Authors' conclusions

Treatments for adolescent substance abuse appeared to be effective in reducing alcohol use. Individual-only interventions had larger effect sizes than family-based interventions. Effect sizes decreased as length of follow-up increased. Behaviour-oriented treatments demonstrated promise in attaining long-term effects.

CRD commentary

The review question was clearly defined with appropriate inclusion criteria. Several relevant sources were searched and efforts were made to reduce publication bias. It was unclear whether steps were taken to reduce language bias. Validity was assessed and results of the assessment were partially reported. Most of the included studies were RCTs. Adequacy of randomisation and concealment of allocation were not assessed and so study quality was unclear. Appropriate methods were used to reduce reviewer error and bias throughout the review process. Studies were combined in a meta-analysis. The authors appropriately identified a limitation of pooling studies that had differing outcomes, control groups and study designs. All the included studies were conducted in USA and the results may not be generalisable to other cultural settings. Caution should be noted with regard to the stated differences between individual and family interventions and between follow-up durations as the confidence intervals overlapped in both cases. The authors' conclusions reflected the evidence presented, but the conclusion's reliability should be viewed with caution given potential for publication bias, limitations of pooling studies with different outcomes, control groups and designs and overlapping results for groups.

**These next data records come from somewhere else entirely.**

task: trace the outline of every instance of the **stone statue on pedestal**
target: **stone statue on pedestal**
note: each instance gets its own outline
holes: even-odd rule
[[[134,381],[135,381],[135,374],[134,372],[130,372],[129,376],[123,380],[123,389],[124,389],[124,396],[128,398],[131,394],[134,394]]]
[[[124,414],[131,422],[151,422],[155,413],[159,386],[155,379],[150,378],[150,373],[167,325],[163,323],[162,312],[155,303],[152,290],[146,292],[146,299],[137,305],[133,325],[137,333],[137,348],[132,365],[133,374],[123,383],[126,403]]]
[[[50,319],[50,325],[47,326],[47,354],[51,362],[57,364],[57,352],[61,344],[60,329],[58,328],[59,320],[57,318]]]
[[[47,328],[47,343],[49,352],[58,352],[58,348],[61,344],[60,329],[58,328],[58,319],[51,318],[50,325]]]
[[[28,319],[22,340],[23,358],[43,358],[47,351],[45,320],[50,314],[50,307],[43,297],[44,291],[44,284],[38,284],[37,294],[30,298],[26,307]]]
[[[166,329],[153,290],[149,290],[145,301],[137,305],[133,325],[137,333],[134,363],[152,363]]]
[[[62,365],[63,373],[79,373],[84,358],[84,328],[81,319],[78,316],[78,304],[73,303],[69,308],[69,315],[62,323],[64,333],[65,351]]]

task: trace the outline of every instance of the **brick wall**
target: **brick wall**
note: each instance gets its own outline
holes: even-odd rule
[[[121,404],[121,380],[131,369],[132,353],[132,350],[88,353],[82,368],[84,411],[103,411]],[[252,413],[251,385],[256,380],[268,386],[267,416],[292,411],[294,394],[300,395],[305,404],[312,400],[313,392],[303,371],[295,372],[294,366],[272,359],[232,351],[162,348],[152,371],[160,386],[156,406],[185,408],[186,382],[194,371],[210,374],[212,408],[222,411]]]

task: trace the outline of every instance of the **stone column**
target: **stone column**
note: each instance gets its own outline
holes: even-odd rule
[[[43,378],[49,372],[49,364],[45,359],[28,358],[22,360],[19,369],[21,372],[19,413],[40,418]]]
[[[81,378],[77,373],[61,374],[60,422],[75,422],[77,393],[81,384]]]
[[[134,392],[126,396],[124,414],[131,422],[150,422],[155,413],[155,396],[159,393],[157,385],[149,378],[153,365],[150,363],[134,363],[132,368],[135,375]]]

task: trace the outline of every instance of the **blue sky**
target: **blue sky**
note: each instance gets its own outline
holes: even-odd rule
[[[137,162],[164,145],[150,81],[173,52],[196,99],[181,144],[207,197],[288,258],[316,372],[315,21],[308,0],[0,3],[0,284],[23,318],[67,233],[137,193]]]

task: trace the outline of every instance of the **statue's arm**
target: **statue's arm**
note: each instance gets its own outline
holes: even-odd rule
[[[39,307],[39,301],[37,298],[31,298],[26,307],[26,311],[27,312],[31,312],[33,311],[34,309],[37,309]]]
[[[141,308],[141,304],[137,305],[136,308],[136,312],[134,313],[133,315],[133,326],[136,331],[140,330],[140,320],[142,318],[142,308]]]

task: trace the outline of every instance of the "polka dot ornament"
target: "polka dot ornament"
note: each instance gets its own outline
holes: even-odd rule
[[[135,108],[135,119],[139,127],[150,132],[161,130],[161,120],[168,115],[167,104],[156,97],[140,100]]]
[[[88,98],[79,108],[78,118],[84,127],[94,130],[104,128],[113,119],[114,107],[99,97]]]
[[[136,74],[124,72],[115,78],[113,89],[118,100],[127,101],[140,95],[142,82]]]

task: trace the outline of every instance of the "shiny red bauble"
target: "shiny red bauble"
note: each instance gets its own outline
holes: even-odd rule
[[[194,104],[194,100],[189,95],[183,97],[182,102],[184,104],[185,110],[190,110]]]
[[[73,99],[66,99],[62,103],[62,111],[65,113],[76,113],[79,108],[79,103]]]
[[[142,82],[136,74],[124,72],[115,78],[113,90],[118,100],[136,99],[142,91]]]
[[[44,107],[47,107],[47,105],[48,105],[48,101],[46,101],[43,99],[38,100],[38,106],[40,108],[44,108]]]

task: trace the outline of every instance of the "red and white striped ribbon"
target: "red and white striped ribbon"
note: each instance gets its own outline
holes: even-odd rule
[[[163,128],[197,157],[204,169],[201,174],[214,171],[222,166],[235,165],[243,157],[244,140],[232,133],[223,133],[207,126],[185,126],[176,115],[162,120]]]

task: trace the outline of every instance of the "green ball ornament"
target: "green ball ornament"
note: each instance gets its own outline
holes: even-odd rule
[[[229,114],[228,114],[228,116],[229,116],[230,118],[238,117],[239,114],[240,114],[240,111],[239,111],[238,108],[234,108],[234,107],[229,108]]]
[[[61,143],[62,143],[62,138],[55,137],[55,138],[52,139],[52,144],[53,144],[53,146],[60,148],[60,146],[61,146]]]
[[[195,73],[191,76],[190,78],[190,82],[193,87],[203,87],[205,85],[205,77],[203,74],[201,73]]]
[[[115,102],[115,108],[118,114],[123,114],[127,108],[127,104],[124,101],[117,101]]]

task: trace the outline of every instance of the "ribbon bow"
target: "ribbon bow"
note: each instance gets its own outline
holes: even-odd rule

Implications of the review for practice and research

Practice: The authors did not state any implications for practice.

Research: The authors stated that further research was required to assess the effectiveness of brief interventions on alcohol reduction for adolescents and understand mechanisms that produce change.

Funding

Donald D. Hammill Foundation.

Bibliographic details

Tripodi SJ, Bender K, Litschge C, Vaughn MG. Interventions for reducing adolescent alcohol abuse: a meta-analytic review. Archives of Pediatrics and Adolescent Medicine 2010; 164(1): 85-91. [PubMed: 20048247]

Indexing Status

Subject indexing assigned by NLM

MeSH

Adolescent; Alcohol Drinking /prevention & control; Alcoholism /prevention & control; Cognitive Therapy; Family Therapy; Humans; Treatment Outcome

AccessionNumber

12010000972

Database entry date

22/09/2010

Record Status

This is a critical abstract of a systematic review that meets the criteria for inclusion on DARE. Each critical abstract contains a brief summary of the review methods, results and conclusions followed by a detailed critical assessment on the reliability of the review and the conclusions drawn.

CRD has determined that this article meets the DARE scientific quality criteria for a systematic review.